Big Trouble In Little Tokyo

Los Angeles, CA

First off, a hat tip to Naomi Hirahara who just bounced me a note on this one. If you haven't read her Mas Arai novels (The latest, Snakeskin Shamisen, won the Edgar last year for Best Paperback Original Novel) or her short stories in Los Angeles Noir and A Hell of A Woman, you owe it to yourself to go grab them now.

Earlier this week, Kazuyoshi Miura, in connection with the 1981 slaying of his wife, Kazumi, near a downtown overpass was finally arrested here in the States. Getting there was a dogged, 27 year fight for retired LAPD Lt. Jimmy Sakoda.

The LA Times does a far better job of telling this story than I could ever hope to do, but I'll try to sum up.

Originally, it looked pretty cut and dried. Asian businessman comes to Los Angeles, gets robbed. He and his wife get shot. She dies after a year in a coma. Our boy plays the "America is a dangerous place" card and hightails it back to Japan. The media eats it up, of course. Everyone knows L.A. is a pit, after all.

Only it's not quite so simple. After a lot of digging by Lt. Sakoda, then with the LAPD's Asian Crime Taskforce, a few things come to light.

Turns out Miura's got a mistress. A Japanese porn star named Michiko Yazawa. Seems the two of them plotted to take Kazumi three months before. She shows up at his hotel as a seamstress and tries to nail her in the head with a hammer. Only she freaks and bails. Later she tells the cops that not only did she do that, but she also refused to be part of a plan to do his wife by acting as a mugger, shoot him in the leg and her in the head. Sound familiar?

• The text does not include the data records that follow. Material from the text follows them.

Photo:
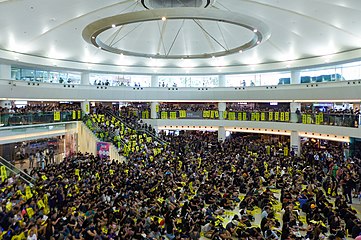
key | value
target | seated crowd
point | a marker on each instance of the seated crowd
(190, 187)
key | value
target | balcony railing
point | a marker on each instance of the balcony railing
(336, 119)
(15, 119)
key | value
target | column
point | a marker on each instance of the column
(85, 78)
(221, 81)
(153, 110)
(5, 71)
(295, 143)
(221, 108)
(295, 118)
(221, 133)
(295, 77)
(85, 107)
(154, 81)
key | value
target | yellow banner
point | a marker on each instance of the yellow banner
(240, 116)
(287, 116)
(231, 116)
(4, 175)
(206, 114)
(285, 151)
(257, 116)
(212, 113)
(277, 114)
(263, 116)
(268, 150)
(74, 115)
(164, 115)
(56, 116)
(253, 116)
(320, 118)
(282, 118)
(182, 114)
(173, 115)
(145, 114)
(304, 118)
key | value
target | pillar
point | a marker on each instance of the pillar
(85, 78)
(153, 110)
(5, 71)
(293, 108)
(221, 133)
(154, 81)
(295, 143)
(221, 108)
(295, 77)
(85, 107)
(221, 81)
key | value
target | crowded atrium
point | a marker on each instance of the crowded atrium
(180, 120)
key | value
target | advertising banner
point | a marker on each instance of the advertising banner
(103, 149)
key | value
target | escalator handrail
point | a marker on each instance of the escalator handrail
(23, 175)
(138, 130)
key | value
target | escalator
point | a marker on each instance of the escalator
(139, 130)
(12, 170)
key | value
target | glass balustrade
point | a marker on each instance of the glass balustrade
(16, 119)
(334, 119)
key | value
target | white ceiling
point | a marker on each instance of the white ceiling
(303, 32)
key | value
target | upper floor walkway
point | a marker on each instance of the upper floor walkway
(313, 92)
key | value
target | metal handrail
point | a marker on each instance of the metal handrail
(16, 171)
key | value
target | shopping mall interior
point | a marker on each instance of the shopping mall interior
(180, 119)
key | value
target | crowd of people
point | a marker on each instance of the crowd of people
(39, 108)
(190, 187)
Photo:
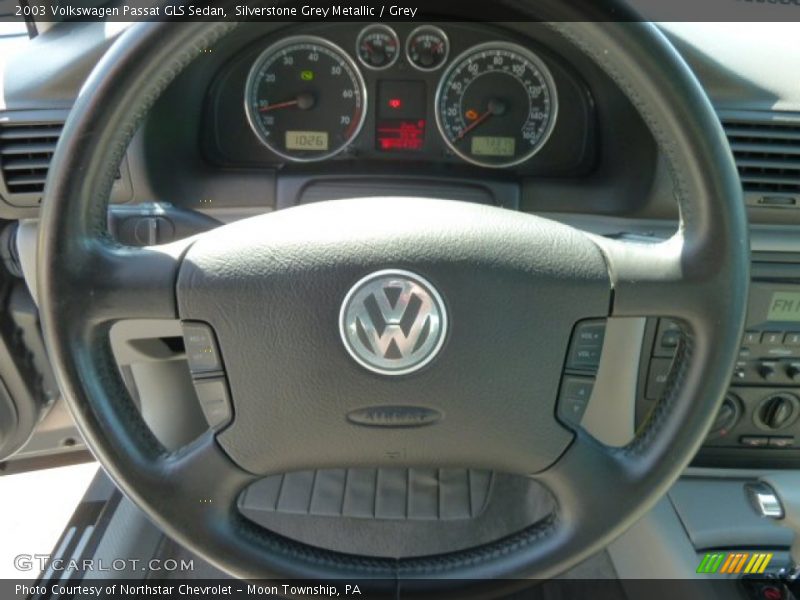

Miura and Yazawa were finally both convicted in a Japanese court for attempted murder in 1986. He pulled six years. But because of the failure to convict a suspected accomplice, Miura's interpreter while he was in Los Angeles, the Japanese courts overturned the conviction in 1998.

Normally, that would be that. Boy's in Japan, he's been tried, convicted and exonerated. The U.S. can't touch him. Double Jeopardy and all that.

Except for two things. One is that California got rid of that little loophole in 2004 for people tried overseas after the murderer of a Sheriff's Deputy ran off to Mexico.

The second is that Miura is a blogger.

Boy's been giving group talks on people wrongly convicted of crimes back in Japan and keeps a blog about events, his life, probably his cats, too. More importantly about his travel plans. Like his plans to visit the United States.

Sakoda, retired but watchful, has been keeping tabs on Miura for a while. He bounces a note to Det. Rick Jackson of the LAPD's Cold Case Homicide Unit, who arranges to grab Miura once he's on U.S. soil.

I'll be interested to see how this one plays out. The Japanese press is getting involved, Miura's lawyer is trying to keep the Japanese government out of it. On top of all that, Miura has been named a suspect in the murder of his lover, Chizuko Shiraishi, who was finally identified in 1984, five years after her body was found in a field.

Grab some popcorn, folks. This one's gonna be a rollercoaster.